QUARTIER BLANC

   à R.P.

Si tu viens un jour
je ferme les yeux
je laisse les yeux
je laisse le bleu
mordre

Mais tous les printemps
ne sont pas présents
dans une seule
vie

Toi tu prends le marbre
l’or les églantiers
moi je garde dans mes plaies
le sable

Un jour si tu rentres
dans le jardin clos
tu verras mes os
fleurir

Le lilas griffer
la rose blanchir
et les orties tordre
l’été.

  Oran, février 1953

(Poème extrait de Les Désordres, éd. Saint-Germain-des-Prés, 1972. © Les Hommes sans Épaules éditions).

HÉLIOPOLE

1

Après l’Enfer voici une saison
Belle comme la lune avec ses enfants.

 

Une ville de chardons
Prise dans le verre bleu de l’aube.
On n’y atteint qu’après avoir longtemps longé
Le rempart de cactus
(En toi aussi, calcinées, les fleurs taillent l’injure
(Les poches bourrées de sourires,
Mais qui forcera leur blue-jeans ?).
Dans les faubourgs un parfum assaillant
De géranium, de tomate et d’urine,
Auréole les macs joueurs de dominos.
Les femmes sont dans les murs.

4

Et cette ville ne fut qu’un souhait de la détresse
Pour conjurer les bagnes de ton sang.
Entrevue (comme l’os sous ta plaie). Imaginée.
Pour qu’un mot puisse à l’autre souder
Son avenir.
Mais que pourrions-nous bâtir sur des nénuphars ?
Déjà l’impériale moisissure…

5

Sinon ces plages triomphantes
Un redent de blessures
  Mais pas
Ce bas-quartier d’ulcères !
  À force de se fuir
Nos lèvres, ce sont les mots qui fuient, nos phrases qui s’agressent.
Quelques mégots froids nous tiennent lieu de bivouac.
Ni magie ni présence.
  Le glas
Lancinant qui d’une vertèbre à l’autre
Égrène encore un nom (le carbone usé d’un regard).
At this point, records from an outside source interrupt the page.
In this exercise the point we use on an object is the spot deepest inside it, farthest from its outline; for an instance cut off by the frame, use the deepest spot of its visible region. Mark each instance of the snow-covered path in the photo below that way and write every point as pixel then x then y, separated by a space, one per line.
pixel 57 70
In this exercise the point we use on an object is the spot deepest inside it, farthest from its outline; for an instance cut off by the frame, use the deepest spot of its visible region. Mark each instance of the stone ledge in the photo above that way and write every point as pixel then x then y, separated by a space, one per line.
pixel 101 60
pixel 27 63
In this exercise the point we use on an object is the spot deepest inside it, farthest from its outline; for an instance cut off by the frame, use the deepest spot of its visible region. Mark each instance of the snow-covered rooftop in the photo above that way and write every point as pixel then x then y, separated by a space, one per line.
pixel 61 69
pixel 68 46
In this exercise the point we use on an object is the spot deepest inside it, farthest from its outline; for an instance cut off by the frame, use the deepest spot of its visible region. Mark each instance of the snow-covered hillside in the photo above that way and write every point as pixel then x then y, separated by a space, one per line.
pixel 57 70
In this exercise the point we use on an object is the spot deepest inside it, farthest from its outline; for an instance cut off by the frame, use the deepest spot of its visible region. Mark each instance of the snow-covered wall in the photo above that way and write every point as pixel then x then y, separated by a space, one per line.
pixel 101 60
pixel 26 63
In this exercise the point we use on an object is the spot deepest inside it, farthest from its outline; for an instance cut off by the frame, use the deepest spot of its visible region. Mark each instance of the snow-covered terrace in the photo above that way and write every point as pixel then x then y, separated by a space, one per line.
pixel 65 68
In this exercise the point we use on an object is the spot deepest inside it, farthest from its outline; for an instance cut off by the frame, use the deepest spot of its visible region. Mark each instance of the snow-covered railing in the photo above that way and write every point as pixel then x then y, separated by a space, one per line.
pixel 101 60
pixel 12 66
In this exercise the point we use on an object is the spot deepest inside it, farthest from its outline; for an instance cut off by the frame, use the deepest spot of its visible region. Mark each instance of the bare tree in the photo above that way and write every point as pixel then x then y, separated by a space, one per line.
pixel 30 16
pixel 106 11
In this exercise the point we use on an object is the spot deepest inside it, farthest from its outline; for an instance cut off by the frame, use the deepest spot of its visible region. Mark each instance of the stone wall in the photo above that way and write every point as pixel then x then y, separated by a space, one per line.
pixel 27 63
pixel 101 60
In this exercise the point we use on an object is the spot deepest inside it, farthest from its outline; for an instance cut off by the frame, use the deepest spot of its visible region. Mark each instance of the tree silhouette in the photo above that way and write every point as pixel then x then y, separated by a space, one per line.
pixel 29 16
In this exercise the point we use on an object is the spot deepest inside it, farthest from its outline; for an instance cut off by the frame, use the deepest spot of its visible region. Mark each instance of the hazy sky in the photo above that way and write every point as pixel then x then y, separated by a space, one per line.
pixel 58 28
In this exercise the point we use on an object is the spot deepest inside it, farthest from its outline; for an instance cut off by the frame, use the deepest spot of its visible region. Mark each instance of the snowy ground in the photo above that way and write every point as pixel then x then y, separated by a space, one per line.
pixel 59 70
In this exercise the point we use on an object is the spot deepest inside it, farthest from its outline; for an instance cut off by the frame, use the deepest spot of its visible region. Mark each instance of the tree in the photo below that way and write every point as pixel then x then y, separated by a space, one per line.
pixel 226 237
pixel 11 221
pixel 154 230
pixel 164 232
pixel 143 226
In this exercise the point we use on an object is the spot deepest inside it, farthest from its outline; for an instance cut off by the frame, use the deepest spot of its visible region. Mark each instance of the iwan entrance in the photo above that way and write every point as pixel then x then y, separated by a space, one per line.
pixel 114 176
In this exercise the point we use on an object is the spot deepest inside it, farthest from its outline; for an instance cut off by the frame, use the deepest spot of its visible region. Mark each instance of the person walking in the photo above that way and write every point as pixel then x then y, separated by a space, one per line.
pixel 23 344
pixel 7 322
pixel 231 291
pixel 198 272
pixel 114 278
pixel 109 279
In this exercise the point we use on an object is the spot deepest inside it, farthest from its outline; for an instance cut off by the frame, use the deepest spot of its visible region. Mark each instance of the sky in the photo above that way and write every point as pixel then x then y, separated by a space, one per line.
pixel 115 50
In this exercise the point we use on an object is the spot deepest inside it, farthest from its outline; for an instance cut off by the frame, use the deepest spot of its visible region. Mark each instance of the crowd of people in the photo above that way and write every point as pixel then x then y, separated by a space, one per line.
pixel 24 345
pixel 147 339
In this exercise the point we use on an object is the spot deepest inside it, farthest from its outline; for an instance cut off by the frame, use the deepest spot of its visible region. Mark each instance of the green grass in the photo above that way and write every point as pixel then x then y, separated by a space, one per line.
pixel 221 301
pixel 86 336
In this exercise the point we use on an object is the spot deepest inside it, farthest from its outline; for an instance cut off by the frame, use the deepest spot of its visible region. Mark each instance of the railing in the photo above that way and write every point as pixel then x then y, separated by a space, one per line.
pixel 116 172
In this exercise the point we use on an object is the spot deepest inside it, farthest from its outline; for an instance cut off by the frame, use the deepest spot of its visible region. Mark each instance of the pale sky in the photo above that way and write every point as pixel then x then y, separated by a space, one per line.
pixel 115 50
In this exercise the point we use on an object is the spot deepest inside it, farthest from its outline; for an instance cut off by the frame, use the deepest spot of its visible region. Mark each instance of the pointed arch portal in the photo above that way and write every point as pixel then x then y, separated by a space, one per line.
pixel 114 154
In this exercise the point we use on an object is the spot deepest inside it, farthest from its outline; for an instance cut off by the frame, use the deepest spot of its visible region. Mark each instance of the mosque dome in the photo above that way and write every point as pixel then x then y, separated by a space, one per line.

(Poème extrait de Les Désordres, éd. Saint-Germain-des-Prés, 1972. © Les Hommes sans Épaules éditions).

 

PANOPLIE

1

Alors il fut permis à chacun de périr selon sa joie.
Les mots n’encombraient plus les vertèbres
Ni la moelle notre horizon.
Toute haie abolie tu allais du pas de ceux qui n’attendent plus de halte
Et savent autour du sang ce qui est poussière de l’astre, ce qui est paraphrase du néant.
Dieu mugit dans le désastre de tes doigts.
Souhaiter a disparu,
Toute saisie, tout orage.
Le sexe – et lui seul exista plus ferme que ton âme –
A disparu, la pulpe du poème
N’est même plus trace de sperme.
Vivant, il ne restait plus qu’à périr dans la multitude des jours.
(Sous l’ongle, le fuit glacé et la glaire d’accueil).
Chacun selon son orgasme dans le néant de Dieu.

2

Mes mots, vertèbres transfigurées.

    Pointe-Pescade, Blida, Alger
    12 janvier – 29 novembre 1968

(Poème extrait de A‑Corpoèmes  in Jean Sénac vivant, éd. Saint-Germain-des-Prés, 1981. © Les Hommes sans Épaules éditions).